Une dernière observation semble s'imposer. Si, de manière générale, les lois en matière d'immigration peuvent poursuivre des buts légitimes, y compris notamment la prévention du trafic d'êtres humains, les dispositions de l'article L.622-1, dont il avait été donné application en l'espèce, sont particulièrement étendues dans leur portée. Cet article prévoit que toute personne qui aura, par aide directe ou indirecte, facilité ou tenté de faciliter l'entrée, la circulation ou le séjour irréguliers d'un étranger en France sera punie d'un emprisonnement de cinq ans et d'une amende de 30 000 Euros . Son interprétation et son application dans le cas du requérant mettent en lumière, selon moi, le caractère globalement problématique de cette loi et montrent à l'évidence qu'une modification du texte s'impose de manière à ce qu'une réponse proportionnée puisse être apportée et un juste équilibre ménagé dans chaque cas d'espèce.

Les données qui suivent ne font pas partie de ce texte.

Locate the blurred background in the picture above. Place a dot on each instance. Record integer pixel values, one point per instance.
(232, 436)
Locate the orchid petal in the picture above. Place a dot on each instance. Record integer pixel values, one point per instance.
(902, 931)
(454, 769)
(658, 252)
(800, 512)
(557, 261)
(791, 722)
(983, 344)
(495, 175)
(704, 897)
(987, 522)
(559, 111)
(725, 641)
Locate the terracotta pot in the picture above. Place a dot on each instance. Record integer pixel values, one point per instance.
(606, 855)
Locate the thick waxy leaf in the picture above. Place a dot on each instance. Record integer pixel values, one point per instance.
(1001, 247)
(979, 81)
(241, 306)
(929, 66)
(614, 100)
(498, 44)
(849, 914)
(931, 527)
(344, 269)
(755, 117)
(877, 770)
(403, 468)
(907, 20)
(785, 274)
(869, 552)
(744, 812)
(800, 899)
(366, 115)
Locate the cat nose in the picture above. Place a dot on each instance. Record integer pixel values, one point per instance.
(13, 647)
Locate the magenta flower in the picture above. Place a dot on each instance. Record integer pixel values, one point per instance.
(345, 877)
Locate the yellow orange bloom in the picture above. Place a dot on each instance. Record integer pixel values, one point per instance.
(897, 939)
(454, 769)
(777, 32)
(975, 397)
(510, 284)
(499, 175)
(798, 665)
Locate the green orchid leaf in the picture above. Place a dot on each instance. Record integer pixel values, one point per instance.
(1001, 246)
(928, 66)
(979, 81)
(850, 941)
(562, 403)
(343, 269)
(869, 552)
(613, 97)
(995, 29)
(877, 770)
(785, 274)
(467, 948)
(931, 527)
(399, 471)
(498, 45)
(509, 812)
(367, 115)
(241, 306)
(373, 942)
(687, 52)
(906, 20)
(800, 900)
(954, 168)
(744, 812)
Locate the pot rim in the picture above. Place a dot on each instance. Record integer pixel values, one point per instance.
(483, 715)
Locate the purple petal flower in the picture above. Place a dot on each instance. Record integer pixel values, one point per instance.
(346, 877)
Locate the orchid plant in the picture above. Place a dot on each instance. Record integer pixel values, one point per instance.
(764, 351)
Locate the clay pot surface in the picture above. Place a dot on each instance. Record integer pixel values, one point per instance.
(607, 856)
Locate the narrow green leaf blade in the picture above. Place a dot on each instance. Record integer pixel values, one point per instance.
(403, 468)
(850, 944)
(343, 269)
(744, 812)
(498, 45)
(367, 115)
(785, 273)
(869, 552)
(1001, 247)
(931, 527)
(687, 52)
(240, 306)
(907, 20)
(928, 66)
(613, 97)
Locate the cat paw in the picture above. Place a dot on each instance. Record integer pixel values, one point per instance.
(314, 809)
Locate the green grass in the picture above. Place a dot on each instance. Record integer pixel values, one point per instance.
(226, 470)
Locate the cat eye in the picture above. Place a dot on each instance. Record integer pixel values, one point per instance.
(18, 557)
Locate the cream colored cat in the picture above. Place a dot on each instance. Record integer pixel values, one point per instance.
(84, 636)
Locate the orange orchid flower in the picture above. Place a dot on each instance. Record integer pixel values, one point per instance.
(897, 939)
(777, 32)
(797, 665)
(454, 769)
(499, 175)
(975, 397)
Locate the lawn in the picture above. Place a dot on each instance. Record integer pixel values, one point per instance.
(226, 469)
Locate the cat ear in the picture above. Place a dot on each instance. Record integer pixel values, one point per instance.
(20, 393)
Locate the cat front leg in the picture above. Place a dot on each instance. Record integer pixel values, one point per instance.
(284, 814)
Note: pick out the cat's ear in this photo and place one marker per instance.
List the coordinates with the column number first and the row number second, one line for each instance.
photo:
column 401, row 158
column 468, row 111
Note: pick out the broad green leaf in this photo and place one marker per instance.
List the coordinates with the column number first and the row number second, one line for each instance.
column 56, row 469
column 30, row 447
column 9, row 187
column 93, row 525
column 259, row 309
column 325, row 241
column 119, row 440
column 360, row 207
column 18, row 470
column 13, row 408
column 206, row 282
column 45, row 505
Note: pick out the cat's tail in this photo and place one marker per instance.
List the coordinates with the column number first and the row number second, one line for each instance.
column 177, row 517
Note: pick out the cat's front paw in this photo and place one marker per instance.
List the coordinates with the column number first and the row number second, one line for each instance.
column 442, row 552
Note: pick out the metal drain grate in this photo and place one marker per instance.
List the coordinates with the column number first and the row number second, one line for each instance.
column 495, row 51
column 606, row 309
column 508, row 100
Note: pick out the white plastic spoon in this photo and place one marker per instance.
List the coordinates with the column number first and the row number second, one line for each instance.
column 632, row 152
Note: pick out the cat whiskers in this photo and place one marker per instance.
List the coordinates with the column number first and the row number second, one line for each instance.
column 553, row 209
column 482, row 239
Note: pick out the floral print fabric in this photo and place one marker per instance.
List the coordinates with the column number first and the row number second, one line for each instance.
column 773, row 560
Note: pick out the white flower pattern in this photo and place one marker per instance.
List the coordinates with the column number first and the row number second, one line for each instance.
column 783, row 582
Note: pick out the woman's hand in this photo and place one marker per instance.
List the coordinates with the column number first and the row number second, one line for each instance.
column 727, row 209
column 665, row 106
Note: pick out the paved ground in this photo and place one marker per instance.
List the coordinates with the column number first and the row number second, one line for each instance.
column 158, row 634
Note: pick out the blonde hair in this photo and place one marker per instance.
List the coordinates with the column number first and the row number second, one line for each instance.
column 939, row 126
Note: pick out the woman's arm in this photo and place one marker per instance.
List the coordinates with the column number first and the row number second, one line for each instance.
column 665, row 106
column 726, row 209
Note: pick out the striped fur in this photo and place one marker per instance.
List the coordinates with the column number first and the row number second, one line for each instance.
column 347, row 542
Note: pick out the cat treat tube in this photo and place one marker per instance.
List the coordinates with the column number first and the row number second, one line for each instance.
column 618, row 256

La législation en question a fait l'objet de nombreuses critiques et opinions négatives, notamment de la part d'organes tels que la Commission nationale consultative des droits de l'homme. A mon sens, ses dispositions sont libellées de manière tellement vague et générale que la " qualité de la loi " peut être mise en cause dans le cadre d'un examen conduit sur le terrain de l'article 8 de la Convention. Il apparaîtrait que, dès lors qu'il est établi qu'une personne - n'importe qui - a, par aide directe ou indirecte, facilité ou tenté de faciliter le séjour irrégulier d'un immigré en France, les conditions de l'infraction ont été réunies, appelant une condamnation. Mais que veut dire " aider " ou " faciliter " le séjour irrégulier d'un immigré ? Lui acheter une carte téléphonique grâce à laquelle il pourra appeler chez lui, lui offrir un pull-over chaud ou un bol de soupe en hiver ou l'héberger un soir de Noël , est-ce " aider " ou " faciliter " - directement ou indirectement - son séjour en France ? Rien dans la législation n'indique le contraire ni ne permet au juge de tenir compte de motifs humanitaires lorsqu'il statue sur la culpabilité d'une personne poursuivie sur la base de ces dispositions. La condamnation du requérant en l'espèce en est une illustration et montre que la qualité de la loi en cause est pour le moins problématique. A mes yeux, ses dispositions trop générales et sans nuances sont incompatibles avec le respect des droits de l'homme dans un Etat régi par la prééminence du droit.